The power of positive emotions

Positive Psychology Coach and RB Mind Trustee, Monika Waller, looks at how we can unlearn some of our patterns of negative thinking and nudge positive emotions forward.

There are many different components (or ingredients) to resilience. Resilience is not static and is something that can be developed.  But is there anything we can do when our resilience is running on empty?

Topping up on positive emotions will gradually enhance our resilience and help replenish our resources. When it seems like there is nothing positive in the current circumstances, we can explore the situation using the following approaches:  

  • checking if we have stopped paying attention to anything good and are ignoring any positive experiences  

  • taking action and creating new positive experiences 


Paying attention to good vibes

There is power in positive emotions. Unfortunately, our brain is not built to let happy feelings multiply unless we put some effort in making it so. Human awareness is skewed towards the negative and to describe it the scientists use the term ‘the negativity bias’. Therefore, focusing on the positive is important and brings benefits.  

The purpose of positive emotions is to broaden attention and not to allow good events to go unnoticed. A step in the right direction is to recognise a positive emotion when it occurs or at least acknowledge that it has occurred. Can you name at least three positive emotions?  

Here’s a list of 10: 

  • Amusement

  • Joy

  • Interest

  • Awe

  • Love

  • Serenity

  • Gratitude

  • Hope

  • Pride

  • Inspiration

Are you surprised to see any of them on the list? We may have an expectation that positive emotions should be vibrant, intense and long-lasting. In reality, these are often micro-moments, subtle and delicate. And sometimes they appear less clearly hidden in combinations – inspiration with joy or interest accompanied by amusement. Let’s embrace positive feelings no matter how short-lived.  


Open to opportunities and less overwhelmed

When we feel content, we become more curious and will start regaining balance – become open to opportunities and be less overwhelmed. The prolonged state of forgoing positive emotions isn’t good for our mental health. Research compiled by a psychologist, Sonja Lyubomirsky, indicates that depression is a syndrome distinguished by a deficit of positive emotions – no joy, no serenity, no hope.

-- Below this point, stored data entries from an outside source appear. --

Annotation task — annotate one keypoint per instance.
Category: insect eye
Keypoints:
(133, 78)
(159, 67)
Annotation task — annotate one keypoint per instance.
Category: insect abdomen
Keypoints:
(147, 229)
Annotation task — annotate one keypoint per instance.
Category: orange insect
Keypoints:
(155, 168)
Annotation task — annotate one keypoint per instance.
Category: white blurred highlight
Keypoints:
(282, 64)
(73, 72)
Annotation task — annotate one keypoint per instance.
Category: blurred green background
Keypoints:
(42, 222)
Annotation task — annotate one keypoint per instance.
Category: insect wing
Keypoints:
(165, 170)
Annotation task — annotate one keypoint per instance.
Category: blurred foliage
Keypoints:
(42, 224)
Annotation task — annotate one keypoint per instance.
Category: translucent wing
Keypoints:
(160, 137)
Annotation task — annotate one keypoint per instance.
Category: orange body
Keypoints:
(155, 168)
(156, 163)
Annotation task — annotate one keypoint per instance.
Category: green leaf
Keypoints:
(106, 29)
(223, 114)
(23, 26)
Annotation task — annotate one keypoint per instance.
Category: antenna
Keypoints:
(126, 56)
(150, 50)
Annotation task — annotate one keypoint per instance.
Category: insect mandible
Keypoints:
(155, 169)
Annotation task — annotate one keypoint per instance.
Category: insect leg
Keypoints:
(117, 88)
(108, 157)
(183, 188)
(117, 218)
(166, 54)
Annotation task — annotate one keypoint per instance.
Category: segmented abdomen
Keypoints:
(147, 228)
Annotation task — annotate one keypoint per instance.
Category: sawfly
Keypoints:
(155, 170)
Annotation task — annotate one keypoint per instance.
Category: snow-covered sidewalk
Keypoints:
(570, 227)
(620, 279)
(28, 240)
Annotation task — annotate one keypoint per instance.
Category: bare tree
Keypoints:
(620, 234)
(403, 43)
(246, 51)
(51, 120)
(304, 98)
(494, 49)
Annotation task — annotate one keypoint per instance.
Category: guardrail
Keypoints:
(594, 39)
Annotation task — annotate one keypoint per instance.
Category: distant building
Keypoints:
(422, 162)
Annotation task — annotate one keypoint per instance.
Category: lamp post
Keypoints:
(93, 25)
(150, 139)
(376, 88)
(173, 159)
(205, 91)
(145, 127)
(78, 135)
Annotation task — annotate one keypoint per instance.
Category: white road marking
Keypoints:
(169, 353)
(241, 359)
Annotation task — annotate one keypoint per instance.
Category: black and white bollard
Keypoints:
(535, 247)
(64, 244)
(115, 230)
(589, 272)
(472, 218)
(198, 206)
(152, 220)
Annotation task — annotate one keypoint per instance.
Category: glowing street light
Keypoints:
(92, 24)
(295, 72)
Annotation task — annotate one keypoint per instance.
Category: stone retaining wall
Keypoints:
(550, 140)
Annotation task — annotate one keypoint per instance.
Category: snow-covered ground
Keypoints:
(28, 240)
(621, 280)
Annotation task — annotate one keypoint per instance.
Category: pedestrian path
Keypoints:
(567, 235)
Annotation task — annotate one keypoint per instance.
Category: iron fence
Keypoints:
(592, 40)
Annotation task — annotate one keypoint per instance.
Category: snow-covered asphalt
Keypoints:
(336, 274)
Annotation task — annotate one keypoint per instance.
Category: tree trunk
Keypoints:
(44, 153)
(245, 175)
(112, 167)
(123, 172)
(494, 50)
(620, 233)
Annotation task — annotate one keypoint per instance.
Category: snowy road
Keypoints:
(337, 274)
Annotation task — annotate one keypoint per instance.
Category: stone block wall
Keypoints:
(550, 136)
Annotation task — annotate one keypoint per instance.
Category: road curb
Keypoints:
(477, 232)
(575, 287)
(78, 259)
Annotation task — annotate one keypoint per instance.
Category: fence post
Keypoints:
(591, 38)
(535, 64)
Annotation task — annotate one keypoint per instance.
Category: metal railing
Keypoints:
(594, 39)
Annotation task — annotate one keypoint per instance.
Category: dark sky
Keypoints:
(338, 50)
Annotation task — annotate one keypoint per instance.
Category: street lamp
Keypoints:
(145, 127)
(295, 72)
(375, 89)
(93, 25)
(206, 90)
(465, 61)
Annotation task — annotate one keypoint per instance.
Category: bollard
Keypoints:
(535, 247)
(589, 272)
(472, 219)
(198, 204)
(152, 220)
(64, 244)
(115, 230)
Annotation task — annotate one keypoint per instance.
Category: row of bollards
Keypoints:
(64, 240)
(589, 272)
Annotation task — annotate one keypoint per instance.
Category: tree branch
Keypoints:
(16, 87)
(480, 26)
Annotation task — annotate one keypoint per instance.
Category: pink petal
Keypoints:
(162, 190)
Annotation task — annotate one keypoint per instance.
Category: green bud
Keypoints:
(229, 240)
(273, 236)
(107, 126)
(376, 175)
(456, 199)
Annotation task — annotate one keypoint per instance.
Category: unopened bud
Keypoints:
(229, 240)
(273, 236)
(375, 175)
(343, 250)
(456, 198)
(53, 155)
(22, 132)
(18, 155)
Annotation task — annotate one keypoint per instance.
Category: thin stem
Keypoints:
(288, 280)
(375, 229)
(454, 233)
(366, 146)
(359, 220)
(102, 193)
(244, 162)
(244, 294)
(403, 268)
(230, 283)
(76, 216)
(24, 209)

The lack of positivity is evident in how a depressed person thinks about the future and the past.

The problem isn’t so much about the anticipation of bad things and if these are likely to pass; it’s more about the belief that good things won’t happen. Also, it’s more difficult to recall anything pleasant that has recently taken place. The recovery from depression could be jump-started by positive events and the ability to notice a wider number of positive experiences in life. There is healing power in positive emotions. 

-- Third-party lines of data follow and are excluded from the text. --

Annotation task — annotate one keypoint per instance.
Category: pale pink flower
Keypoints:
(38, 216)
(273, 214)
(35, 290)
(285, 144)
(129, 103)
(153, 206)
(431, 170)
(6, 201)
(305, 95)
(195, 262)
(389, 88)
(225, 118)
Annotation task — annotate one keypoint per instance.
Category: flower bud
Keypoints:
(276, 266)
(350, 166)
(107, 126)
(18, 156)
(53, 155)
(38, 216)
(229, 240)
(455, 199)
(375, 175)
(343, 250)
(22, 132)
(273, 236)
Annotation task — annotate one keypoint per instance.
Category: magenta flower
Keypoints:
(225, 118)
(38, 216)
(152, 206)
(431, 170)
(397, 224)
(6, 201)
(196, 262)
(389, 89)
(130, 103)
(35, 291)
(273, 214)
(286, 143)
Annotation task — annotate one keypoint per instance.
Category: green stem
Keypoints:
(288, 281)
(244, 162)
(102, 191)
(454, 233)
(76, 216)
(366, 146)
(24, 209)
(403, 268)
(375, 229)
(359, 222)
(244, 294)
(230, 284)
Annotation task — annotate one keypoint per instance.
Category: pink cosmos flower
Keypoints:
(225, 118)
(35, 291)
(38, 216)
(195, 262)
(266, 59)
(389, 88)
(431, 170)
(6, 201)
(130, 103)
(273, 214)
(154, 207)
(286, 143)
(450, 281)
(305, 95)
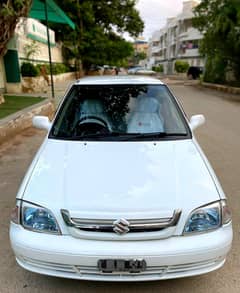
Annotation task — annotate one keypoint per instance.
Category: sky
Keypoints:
(155, 12)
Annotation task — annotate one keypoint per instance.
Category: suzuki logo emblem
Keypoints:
(121, 226)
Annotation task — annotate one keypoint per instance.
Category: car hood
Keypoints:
(120, 179)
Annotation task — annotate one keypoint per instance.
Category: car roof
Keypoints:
(117, 79)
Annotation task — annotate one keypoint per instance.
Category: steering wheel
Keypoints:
(96, 126)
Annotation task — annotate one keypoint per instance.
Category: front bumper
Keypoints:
(68, 257)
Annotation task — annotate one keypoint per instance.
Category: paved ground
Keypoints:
(220, 139)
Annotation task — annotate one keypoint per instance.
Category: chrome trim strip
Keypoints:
(108, 225)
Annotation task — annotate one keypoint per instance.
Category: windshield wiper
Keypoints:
(96, 136)
(123, 136)
(155, 135)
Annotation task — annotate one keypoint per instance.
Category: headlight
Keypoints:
(38, 219)
(209, 217)
(204, 219)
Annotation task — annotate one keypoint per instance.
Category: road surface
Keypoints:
(220, 139)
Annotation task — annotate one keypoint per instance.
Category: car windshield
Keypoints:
(119, 112)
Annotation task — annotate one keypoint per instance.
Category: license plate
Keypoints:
(122, 265)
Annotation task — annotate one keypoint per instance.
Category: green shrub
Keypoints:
(29, 70)
(60, 68)
(215, 70)
(57, 68)
(181, 66)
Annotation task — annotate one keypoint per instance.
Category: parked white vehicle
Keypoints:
(120, 190)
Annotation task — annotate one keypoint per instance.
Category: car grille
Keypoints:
(92, 272)
(121, 226)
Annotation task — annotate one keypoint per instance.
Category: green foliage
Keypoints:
(28, 69)
(16, 103)
(136, 57)
(99, 28)
(10, 13)
(215, 70)
(219, 20)
(158, 68)
(181, 66)
(31, 49)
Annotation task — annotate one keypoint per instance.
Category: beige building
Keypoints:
(176, 40)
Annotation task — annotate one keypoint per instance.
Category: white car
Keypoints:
(120, 189)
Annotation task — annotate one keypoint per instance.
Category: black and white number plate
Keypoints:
(122, 265)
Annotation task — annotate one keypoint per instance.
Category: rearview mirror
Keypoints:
(196, 121)
(41, 122)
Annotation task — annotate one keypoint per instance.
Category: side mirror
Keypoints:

Savouring – an important coping strategy  

We can wait for better times or we can take action and cultivate some joy and interest and all other positive emotions. For example, relishing good memories and reminiscing with friends and family could boost mood and bring about amusement and even pride. In Positive Psychology savouring is known to be an important coping strategy. Sharing good stories from the past with others allows us to immerse ourselves in that pleasant experience for a few moments. Savouring means having thoughts or engaging in behaviours capable of generating, intensifying and prolonging enjoyment. We can savour present and future too.  

Reading a good book gets more enriching if we allow ourselves to truly follow the story without distractions and be just in the moment. Can we then pause and even briefly admire the genius who has put these words together? Soaking up the present moment is a form of savouring. We are moving from the passive act of reading into the positive and engaging experience of being a reader. By shifting from a passive to an active mode we invite the positivity to surface. And it’s all our doing and it’s achievable with a bit of patience and practice.  


Reinforcing our resilience

Finally, we can savour the future by anticipating upcoming positive events. Rather then reacting to positive events when they happen, we can indulge in a bit of daydreaming and gain pleasure from looking forward and imagining future happy times. When our attention gets bombarded with intrusive tomorrow’s to-do lists, we can gently redirect our mind to positive moments that seem to be on the horizon. The idea isn’t to just replace any unpleasant things in life with dreams. The aim is to make a bit of room for these dreams and inject hope and interest into the days ahead.  

Let’s take a break from bad news from time to time to reinforce our resilience. A dam leaks if nobody maintains the structure. By creating some pleasant experiences we are able to generate positive feelings, too. What we practise grows stronger. Negative emotions can overwhelm us if we ignore the positive ones. True, it takes effort and even courage to unlearn some of our patterns of negative thinking. Nudging positive emotions forward is a new activity worth trying as it will help us bounce back from setbacks.